Khandie’s Kholumn Part Six: Khandie on Khorsets
For some women it’s shoes, for others it’s handbags – for me it’s corsets. Corsets, corsets and more corsets!
Now I am not talking some flimsy boned piece of cotton contraption bought from some dodgy lingerie shop. I am talking full steel boning, as tight lacing as possible and, if I can afford it, custom made. The best I can afford darling (I can hear the bank Manager wincing already). Once you have had a custom made corset, it is near impossible to want any other. I blame you Lacing Lilith for that! (I love you!)
I have a few of these lovely, crafted, curvy, enhancing creations. But like an addict I need more and just cant get enough. My thirst for more has never diminished, and even though the credit crunch is hanging over us I could not stop myself adding two more this month to my collection. Sod it – so I don’t get the car serviced this month, and the new microwave – who cares right?!
“I am not talking some flimsy boned piece of cotton contraption bought from some dodgy lingerie shop. I am talking full steel boning, as tight lacing as possible and, if I can afford it, custom made.”
Ok, so my priorities should be re-evaluated, but I can’t help myself. Is there a corset rehab programme? Perhaps I should contact the celeb favourite The Priory and find out! ‘Hello my name is Khandie, and I am addicted to…corsets!’ Nah doesn’t seem to be that severe – what with all the celebrity burn out sufferers and the sex addicts. (Now, now Khandie! Let’s not be mean!)

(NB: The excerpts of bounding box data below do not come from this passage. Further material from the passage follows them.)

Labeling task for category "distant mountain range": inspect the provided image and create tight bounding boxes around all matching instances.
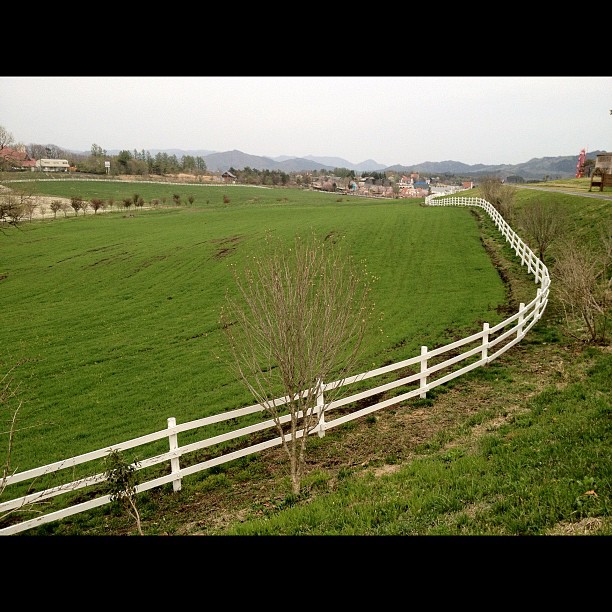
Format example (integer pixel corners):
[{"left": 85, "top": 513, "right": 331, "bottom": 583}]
[{"left": 97, "top": 149, "right": 606, "bottom": 180}]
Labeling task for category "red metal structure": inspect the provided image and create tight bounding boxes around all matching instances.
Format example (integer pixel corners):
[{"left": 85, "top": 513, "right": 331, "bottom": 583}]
[{"left": 576, "top": 149, "right": 586, "bottom": 178}]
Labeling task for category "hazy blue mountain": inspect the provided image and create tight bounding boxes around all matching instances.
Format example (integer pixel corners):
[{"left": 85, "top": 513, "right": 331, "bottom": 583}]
[{"left": 71, "top": 149, "right": 606, "bottom": 180}]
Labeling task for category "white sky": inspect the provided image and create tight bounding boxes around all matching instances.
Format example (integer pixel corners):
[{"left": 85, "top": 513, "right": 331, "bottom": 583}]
[{"left": 0, "top": 76, "right": 612, "bottom": 166}]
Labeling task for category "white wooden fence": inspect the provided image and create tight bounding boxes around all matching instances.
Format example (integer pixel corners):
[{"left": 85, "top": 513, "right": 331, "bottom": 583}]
[{"left": 0, "top": 195, "right": 550, "bottom": 535}]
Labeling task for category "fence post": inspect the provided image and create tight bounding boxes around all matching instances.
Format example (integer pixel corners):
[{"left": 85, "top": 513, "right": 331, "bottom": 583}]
[
  {"left": 516, "top": 302, "right": 525, "bottom": 339},
  {"left": 419, "top": 346, "right": 427, "bottom": 399},
  {"left": 482, "top": 323, "right": 489, "bottom": 363},
  {"left": 317, "top": 379, "right": 325, "bottom": 438},
  {"left": 168, "top": 417, "right": 181, "bottom": 491}
]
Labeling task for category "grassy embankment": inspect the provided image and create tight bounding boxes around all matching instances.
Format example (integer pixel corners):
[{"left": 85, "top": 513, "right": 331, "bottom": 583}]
[{"left": 0, "top": 175, "right": 611, "bottom": 534}]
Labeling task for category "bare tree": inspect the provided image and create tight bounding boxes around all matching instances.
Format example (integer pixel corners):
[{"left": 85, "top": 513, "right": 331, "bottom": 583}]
[
  {"left": 518, "top": 200, "right": 569, "bottom": 261},
  {"left": 221, "top": 234, "right": 371, "bottom": 495},
  {"left": 0, "top": 360, "right": 42, "bottom": 520},
  {"left": 91, "top": 198, "right": 104, "bottom": 215},
  {"left": 478, "top": 176, "right": 517, "bottom": 223},
  {"left": 552, "top": 232, "right": 612, "bottom": 343},
  {"left": 49, "top": 200, "right": 62, "bottom": 219},
  {"left": 0, "top": 191, "right": 26, "bottom": 226},
  {"left": 104, "top": 450, "right": 143, "bottom": 535},
  {"left": 0, "top": 125, "right": 15, "bottom": 151},
  {"left": 70, "top": 195, "right": 83, "bottom": 217}
]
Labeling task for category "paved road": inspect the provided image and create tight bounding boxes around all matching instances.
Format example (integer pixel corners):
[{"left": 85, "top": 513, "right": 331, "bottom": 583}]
[{"left": 516, "top": 185, "right": 612, "bottom": 200}]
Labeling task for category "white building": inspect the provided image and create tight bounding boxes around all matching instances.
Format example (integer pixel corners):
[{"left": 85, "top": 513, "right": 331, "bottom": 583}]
[{"left": 35, "top": 159, "right": 70, "bottom": 172}]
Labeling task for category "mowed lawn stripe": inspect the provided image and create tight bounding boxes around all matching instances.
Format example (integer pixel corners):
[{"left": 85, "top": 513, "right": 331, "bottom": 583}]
[{"left": 0, "top": 194, "right": 504, "bottom": 470}]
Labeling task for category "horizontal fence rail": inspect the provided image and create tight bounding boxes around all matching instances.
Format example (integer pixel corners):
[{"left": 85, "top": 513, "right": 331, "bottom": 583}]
[{"left": 0, "top": 195, "right": 550, "bottom": 535}]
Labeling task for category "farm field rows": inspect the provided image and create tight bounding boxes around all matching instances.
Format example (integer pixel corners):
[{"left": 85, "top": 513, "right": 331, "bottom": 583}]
[{"left": 0, "top": 181, "right": 506, "bottom": 470}]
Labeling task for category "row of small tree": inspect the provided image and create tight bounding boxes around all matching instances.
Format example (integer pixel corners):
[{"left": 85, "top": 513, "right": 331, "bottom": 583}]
[{"left": 480, "top": 177, "right": 612, "bottom": 344}]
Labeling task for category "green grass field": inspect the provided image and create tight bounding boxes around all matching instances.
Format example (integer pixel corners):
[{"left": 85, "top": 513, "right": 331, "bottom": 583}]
[
  {"left": 0, "top": 181, "right": 612, "bottom": 541},
  {"left": 0, "top": 181, "right": 505, "bottom": 470}
]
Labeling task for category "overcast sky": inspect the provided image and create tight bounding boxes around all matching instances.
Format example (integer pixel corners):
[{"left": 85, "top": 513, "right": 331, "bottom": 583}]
[{"left": 0, "top": 76, "right": 612, "bottom": 166}]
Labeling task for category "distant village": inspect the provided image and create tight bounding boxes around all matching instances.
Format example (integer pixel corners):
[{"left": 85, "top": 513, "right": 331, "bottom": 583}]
[{"left": 0, "top": 147, "right": 475, "bottom": 198}]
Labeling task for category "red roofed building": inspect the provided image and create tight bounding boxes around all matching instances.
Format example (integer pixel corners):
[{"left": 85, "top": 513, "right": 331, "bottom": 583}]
[{"left": 0, "top": 147, "right": 36, "bottom": 170}]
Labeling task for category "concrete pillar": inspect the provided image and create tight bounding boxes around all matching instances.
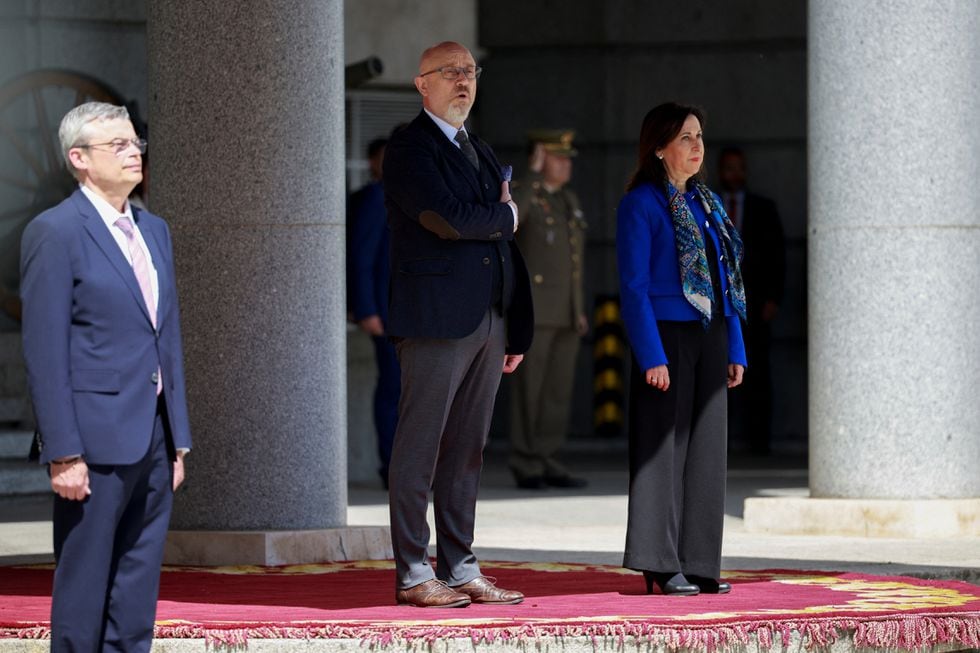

It gripes me no end though when I see people attempting to sell poorly made corsets with crappy boning and poor fabric. I was at a recent trade show and came across some that were, at best, basques, but swayed mainly towards the more rubbish end of the corset scale. The fabric made my skin crawl – scratchy and full of imperfections, the flimsy fastening clearly not fitted. So why was it that the boutique was full of costumers? Could it be that the credit crunch has taken hold of us all and we are sacrificing quality goods in order to save money? But don’t you see – the logic is not right here girls?!
You spend £20 or so on a piece of tat masquerading as a corset, wear it a few times before the material tears, the bones start poking out; and before you know it, you don’t have a corset. So you go buy another one…and another one… Before you know it, you have spent more money on tatty ones than it would cost to buy a good solid decent corset. You see my dears, it doesn’t matter how long it takes for you to save for that special corset, because the moment you cinch yourself into it and feel the constriction, you realise that this is money so very well spent.
A good corset will see you through.
I have a second generation Velda Lauder corset that was passed to me from my mother, and it as perfect as the day she bought it.
A good corset doesn’t have to cost the earth but it does have to feel good!